A growing body of evidence suggests that programs that change harmful gender norms can have notable HIV-related effects on program participants, including increased condom use, as well as a decrease in sexually transmitted infections and intimate partner violence. Yet there is limited evidence of whether such programs can shift norms in the community, and if so, whether, and how, these changes can improve men’s and women’s uptake of HIV services. There is a particular need to better understand these relationships in South Africa, given its generalized HIV epidemic and high levels of gender-based violence.
SOAR is addressing these knowledge gaps by building on an ongoing National Institute of Mental Health-funded randomized controlled trial being conducted in South Africa, Community Mobilization for Treatment as Prevention (CM for TasP). The existing trial is testing whether a CM program that addresses social barriers—such as HIV-related stigma or fear of disclosure—can increase HIV testing, linkage to care, and retention in care. Under SOAR, we are strengthening and expanding the gender content of the CM for TasP intervention to engage both women and men in critically examining gender norms and power inequalities. We are investigating whether these CM activities shift community support toward more equitable gender norms, and whether and how improved gender norms affect HIV service utilization.
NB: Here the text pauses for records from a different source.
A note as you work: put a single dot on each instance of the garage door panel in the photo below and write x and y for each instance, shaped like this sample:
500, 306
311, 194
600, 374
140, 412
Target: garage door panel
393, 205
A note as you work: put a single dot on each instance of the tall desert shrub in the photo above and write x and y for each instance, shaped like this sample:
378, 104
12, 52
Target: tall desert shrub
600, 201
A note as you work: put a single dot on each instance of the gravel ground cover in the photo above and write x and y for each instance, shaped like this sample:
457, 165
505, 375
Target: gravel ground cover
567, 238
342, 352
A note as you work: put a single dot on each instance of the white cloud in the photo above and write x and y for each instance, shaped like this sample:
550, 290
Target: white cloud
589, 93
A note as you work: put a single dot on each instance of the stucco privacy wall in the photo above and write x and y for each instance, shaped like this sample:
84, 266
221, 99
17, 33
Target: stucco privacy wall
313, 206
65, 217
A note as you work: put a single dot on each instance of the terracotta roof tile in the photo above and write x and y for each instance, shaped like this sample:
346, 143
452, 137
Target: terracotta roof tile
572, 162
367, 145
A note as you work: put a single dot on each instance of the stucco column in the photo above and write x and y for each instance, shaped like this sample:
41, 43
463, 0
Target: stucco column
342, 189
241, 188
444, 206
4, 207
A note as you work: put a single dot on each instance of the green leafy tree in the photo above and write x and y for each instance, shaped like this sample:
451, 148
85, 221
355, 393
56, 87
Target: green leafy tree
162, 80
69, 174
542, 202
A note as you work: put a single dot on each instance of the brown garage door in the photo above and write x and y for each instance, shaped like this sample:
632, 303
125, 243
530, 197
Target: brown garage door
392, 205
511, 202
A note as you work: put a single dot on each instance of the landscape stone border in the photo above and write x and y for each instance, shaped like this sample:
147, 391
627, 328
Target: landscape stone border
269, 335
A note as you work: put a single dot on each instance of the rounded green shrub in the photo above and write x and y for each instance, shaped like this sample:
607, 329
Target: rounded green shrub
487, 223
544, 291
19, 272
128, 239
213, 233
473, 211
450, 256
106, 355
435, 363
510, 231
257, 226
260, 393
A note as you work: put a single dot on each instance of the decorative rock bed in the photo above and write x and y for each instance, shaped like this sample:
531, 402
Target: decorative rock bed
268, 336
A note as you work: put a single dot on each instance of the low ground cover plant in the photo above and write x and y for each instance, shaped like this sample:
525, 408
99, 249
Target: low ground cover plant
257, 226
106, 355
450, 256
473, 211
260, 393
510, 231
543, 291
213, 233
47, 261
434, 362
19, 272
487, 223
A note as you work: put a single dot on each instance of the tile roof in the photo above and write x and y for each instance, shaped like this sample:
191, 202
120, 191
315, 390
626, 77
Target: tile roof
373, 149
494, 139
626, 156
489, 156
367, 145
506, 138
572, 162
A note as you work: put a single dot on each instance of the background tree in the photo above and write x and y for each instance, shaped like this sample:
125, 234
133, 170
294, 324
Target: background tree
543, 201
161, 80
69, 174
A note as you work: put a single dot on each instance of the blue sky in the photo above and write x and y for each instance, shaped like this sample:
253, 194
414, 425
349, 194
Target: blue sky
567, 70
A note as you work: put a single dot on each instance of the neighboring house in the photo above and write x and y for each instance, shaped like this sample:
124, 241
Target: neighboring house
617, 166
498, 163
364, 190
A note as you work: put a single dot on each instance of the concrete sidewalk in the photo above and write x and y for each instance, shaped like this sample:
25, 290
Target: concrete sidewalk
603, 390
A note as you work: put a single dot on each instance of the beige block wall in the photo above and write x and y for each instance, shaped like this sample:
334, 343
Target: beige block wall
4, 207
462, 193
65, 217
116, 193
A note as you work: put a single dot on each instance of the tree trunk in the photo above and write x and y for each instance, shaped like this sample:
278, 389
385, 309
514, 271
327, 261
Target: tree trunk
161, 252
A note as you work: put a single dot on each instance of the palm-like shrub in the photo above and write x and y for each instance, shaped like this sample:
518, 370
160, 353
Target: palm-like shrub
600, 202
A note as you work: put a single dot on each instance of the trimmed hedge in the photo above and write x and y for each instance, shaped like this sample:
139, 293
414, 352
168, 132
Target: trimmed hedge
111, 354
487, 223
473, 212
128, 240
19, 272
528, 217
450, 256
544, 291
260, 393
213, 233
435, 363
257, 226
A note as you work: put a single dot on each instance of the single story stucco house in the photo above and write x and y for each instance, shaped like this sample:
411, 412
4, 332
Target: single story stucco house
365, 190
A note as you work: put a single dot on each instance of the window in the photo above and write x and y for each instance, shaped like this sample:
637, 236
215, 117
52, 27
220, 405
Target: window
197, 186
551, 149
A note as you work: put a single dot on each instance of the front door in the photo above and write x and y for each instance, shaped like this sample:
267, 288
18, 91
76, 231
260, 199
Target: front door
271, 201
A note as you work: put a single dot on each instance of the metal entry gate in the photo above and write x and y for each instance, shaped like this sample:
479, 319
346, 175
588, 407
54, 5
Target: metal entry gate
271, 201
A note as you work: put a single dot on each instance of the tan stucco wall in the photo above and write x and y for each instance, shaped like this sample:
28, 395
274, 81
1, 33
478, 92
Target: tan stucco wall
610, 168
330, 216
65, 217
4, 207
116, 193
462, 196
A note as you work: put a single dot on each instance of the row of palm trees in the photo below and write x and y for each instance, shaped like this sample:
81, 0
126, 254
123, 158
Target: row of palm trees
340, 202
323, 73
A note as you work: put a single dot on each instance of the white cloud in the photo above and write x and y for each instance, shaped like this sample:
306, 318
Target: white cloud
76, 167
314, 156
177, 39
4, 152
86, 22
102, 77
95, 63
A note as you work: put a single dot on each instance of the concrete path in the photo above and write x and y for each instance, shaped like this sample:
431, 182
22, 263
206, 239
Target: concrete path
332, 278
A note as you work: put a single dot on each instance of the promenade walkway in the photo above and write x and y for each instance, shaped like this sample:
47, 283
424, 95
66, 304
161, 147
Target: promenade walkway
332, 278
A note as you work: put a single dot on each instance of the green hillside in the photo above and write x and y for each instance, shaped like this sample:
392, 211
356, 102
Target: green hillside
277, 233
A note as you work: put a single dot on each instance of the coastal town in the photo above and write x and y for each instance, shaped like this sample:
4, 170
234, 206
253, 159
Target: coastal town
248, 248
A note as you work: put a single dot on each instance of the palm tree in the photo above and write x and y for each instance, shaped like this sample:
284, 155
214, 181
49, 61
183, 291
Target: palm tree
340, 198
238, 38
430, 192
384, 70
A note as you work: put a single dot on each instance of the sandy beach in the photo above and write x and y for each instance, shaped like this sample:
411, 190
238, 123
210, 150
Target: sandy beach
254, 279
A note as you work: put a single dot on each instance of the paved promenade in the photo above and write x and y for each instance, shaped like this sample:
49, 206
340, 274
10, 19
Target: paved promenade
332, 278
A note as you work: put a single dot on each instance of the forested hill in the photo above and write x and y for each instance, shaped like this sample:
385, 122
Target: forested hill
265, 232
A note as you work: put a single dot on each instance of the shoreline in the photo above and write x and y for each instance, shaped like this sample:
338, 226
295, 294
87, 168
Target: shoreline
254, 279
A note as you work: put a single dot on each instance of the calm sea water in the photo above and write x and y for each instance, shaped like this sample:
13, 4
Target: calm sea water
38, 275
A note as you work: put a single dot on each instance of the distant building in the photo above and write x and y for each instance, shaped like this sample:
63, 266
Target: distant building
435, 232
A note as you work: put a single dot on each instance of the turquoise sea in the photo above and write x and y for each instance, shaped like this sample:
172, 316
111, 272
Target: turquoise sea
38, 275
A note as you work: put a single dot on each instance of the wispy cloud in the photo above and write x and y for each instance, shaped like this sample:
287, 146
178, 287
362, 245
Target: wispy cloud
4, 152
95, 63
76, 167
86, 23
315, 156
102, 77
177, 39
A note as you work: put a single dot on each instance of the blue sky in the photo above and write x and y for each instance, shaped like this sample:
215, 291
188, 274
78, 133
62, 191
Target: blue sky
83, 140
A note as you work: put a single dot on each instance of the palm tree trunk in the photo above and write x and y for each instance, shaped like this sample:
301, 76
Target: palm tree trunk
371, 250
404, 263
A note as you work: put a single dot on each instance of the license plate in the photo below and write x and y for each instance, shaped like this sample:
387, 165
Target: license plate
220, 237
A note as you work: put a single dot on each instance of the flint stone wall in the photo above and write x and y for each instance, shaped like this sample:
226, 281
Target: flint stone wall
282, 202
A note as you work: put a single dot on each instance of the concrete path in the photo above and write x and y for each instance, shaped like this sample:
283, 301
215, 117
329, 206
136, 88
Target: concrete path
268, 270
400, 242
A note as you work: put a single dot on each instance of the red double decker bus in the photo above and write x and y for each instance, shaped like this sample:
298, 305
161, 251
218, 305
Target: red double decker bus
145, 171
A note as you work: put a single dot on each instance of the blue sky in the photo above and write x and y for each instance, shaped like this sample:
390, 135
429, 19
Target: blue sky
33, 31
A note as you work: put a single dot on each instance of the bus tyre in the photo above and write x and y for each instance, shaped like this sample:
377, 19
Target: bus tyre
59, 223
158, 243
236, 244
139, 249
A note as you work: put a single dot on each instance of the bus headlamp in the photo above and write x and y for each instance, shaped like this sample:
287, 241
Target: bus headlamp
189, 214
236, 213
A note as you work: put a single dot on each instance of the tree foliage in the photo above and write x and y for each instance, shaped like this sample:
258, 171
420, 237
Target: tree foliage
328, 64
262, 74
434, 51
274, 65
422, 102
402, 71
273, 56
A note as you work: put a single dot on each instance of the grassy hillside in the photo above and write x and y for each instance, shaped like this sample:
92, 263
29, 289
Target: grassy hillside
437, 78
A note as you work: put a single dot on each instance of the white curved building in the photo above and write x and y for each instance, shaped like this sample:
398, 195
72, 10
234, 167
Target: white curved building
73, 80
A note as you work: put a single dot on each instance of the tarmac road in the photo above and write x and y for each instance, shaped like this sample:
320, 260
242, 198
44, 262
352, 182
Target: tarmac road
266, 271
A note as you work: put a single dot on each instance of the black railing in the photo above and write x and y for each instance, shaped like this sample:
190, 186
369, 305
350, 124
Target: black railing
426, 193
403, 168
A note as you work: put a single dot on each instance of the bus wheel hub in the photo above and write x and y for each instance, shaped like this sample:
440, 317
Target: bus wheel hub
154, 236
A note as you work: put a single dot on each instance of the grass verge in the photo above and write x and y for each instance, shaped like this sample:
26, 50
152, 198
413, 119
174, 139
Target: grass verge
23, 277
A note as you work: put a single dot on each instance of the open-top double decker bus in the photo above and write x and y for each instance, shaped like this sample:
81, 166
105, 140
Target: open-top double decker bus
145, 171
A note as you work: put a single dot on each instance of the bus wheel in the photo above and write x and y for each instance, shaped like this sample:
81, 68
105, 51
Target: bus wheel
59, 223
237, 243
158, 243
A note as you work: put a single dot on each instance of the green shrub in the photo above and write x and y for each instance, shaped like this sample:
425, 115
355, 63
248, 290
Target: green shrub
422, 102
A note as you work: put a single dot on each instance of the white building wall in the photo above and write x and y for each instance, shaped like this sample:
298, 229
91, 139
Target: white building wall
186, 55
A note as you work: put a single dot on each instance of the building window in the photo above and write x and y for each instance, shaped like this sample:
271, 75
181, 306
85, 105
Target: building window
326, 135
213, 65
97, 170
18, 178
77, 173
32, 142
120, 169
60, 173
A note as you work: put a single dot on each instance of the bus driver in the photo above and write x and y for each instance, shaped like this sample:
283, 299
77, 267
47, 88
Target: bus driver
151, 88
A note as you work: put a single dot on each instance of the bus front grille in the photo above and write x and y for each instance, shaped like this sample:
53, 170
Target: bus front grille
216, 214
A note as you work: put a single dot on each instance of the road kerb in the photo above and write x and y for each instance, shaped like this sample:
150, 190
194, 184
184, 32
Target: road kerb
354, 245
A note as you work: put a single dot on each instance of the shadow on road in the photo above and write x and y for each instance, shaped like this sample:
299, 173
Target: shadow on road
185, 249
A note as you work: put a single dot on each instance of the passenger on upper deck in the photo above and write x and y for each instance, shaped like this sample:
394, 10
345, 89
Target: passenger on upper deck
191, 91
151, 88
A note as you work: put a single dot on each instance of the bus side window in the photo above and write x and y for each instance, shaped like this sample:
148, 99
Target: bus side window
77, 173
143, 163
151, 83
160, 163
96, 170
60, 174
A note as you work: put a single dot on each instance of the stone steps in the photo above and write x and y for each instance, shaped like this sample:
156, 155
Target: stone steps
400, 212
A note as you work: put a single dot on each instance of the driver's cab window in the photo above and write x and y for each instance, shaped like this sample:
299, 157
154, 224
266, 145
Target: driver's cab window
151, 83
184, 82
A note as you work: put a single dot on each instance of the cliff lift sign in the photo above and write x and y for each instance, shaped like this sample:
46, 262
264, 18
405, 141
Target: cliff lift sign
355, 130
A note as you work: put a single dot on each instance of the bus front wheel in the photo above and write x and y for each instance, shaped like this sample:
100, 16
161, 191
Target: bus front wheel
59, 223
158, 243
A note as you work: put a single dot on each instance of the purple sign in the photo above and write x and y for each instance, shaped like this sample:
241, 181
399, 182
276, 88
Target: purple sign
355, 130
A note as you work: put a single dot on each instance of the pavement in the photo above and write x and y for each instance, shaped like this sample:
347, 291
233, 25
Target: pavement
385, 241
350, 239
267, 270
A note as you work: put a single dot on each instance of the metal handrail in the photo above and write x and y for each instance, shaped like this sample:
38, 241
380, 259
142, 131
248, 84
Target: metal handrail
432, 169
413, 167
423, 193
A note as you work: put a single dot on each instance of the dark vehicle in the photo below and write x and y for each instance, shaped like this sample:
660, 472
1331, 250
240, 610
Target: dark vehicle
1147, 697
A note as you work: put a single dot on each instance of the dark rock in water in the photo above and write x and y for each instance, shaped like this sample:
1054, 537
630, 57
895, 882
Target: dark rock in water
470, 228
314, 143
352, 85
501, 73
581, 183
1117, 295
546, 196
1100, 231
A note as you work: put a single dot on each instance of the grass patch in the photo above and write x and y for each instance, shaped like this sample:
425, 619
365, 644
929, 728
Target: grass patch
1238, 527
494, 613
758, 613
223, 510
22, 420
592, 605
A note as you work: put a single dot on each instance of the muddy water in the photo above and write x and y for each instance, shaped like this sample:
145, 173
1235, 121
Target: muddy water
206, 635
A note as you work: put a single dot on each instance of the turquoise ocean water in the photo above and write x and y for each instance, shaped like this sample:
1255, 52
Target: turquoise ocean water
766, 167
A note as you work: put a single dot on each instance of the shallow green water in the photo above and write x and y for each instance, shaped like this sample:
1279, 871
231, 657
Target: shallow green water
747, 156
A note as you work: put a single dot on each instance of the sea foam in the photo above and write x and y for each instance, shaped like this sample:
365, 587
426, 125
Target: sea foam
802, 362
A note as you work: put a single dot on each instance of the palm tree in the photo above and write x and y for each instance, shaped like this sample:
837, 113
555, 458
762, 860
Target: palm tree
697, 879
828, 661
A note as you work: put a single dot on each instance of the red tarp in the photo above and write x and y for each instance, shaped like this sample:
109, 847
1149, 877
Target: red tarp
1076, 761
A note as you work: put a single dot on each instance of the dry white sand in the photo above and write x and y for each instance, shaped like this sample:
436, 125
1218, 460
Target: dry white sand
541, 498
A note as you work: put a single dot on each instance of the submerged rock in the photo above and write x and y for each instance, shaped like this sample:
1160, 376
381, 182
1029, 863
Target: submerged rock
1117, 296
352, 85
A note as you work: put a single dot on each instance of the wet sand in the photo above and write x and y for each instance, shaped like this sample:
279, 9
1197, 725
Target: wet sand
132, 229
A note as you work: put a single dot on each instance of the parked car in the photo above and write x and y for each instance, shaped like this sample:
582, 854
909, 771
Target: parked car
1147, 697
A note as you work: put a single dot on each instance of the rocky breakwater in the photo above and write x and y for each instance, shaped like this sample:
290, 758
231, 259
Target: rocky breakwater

The randomized controlled trial is in 16 villages in Mpumalanga Province, and the SOAR research consists of four data collection activities: (1) analysis of surveys of randomly selected men and women in study communities at baseline and endline to assess relationships between gender dynamics (e.g., gender norms) and HIV service utilization; (2) qualitative data collection among community members and program staff/mobilizers to explore the process of shifting gender norms; (3) collection of programmatic data on HIV-related clinical visits in the study areas to triangulate findings with the surveys and qualitative research; and (4) a costing component to determine the cost per HIV test resulting from the intervention, and the intervention’s cost-effectiveness.
Building the evidence base in this area is vital for improving care outcomes as well as creating more equitable gender norms.